COVID-19 and the global economy

COVID-19 and the global economy

The COVID-19 pandemic is sweeping the world, resulting in over 290,000 cases and 12000 deaths so far [1]. In contrast, the SARS epidemic of 2003 infected 8096 people and resulted in 774 deaths [2]. To fight the pandemic, governments around the world are confining people to their homes and ordering a total shutdown of social activity, including the shuttering of schools, universities, and all kinds of leisure activities. The shutdown in turn is having a deleterious effect on economic activity. Financial markets have turned fearful, with equity markets collapsing. For example, the S&P 500, which was trading at a level of 3250 in the beginning of 2020, was closed at 2398 on March 18th, an unprecedented collapse of 26%. The question in everyone’s mind is the likely impact of the pandemic on the world economy and the corporate sector.

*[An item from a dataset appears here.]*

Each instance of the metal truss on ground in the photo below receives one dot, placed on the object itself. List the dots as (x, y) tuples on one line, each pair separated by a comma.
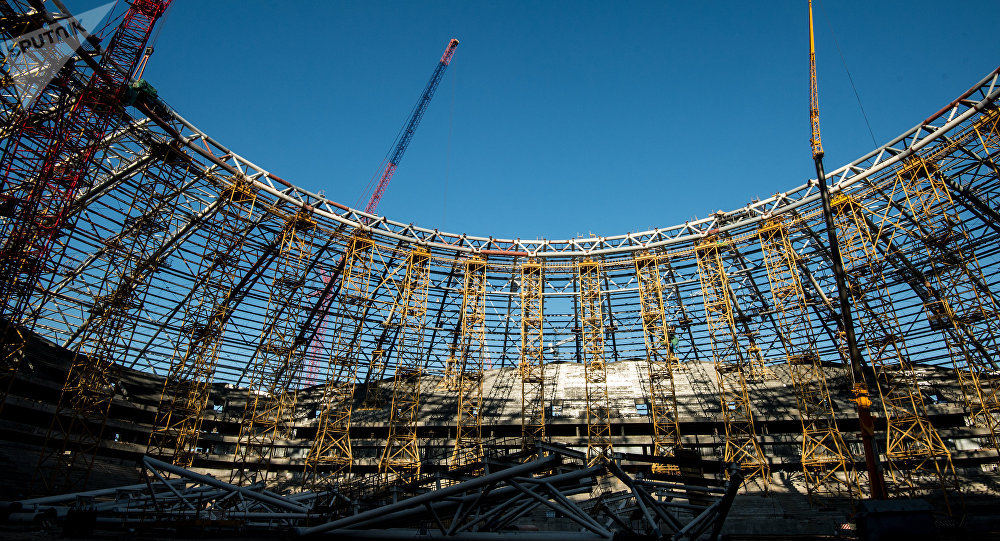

The most recent economic crisis faced by the world was the financial crisis of 2007 and 2008. As the name suggests, the financial crisis started in the financial sector with the collapse of financial institutions. The weakness in the financial sector soon spread to the rest of the economy because of tightened credit supply, resulting in a recession. In contrast, in the current crisis, real economic activity across the world has come to a standstill, which in turn is causing financial markets to collapse. Unlike the financial crisis of 2007 where real economic activity was ongoing, and. people still had jobs and money to spend, the current situation is unprecedented and economic activity is severely diminished. With people confined and unable to spend money on goods and services, businesses have reacted by shutting down production. With no production, people are worried about their job security and unwilling to spend money, perpetuating a vicious cycle. To quote an adage from economics, one person’s spending is another person’s income. That relationship, between spending and income, consumption and production, is at the core of how an economy works. 

The pandemic and the subsequent lockdown have directly affected some industries more than others especially entertainment, travel, hotels and restaurants. It has hit small businesses and shops particularly hard. The result will be a sharp fall in activity in the first half of this year. Many households and businesses are also likely to run out of money soon. Given low interest rates in the past few years, corporations have taken on too much debt. A recent OECD report says that at the end of December 2019 the global outstanding stock of non-financial corporate bonds reached an all-time high of $13.5tn, double the level in real terms against December 2008. Further, the report notes that compared with previous credit cycles, today’s stock of corporate bonds has lower overall credit quality, longer maturities, inferior covenant protection — bondholder rights such as restrictions on future borrowing or dividend payments — and higher payback requirements. In the face of a recession, lower quality borrowers who have overextended themselves will be unable to service the debt or roll it over, exacerbating the recession.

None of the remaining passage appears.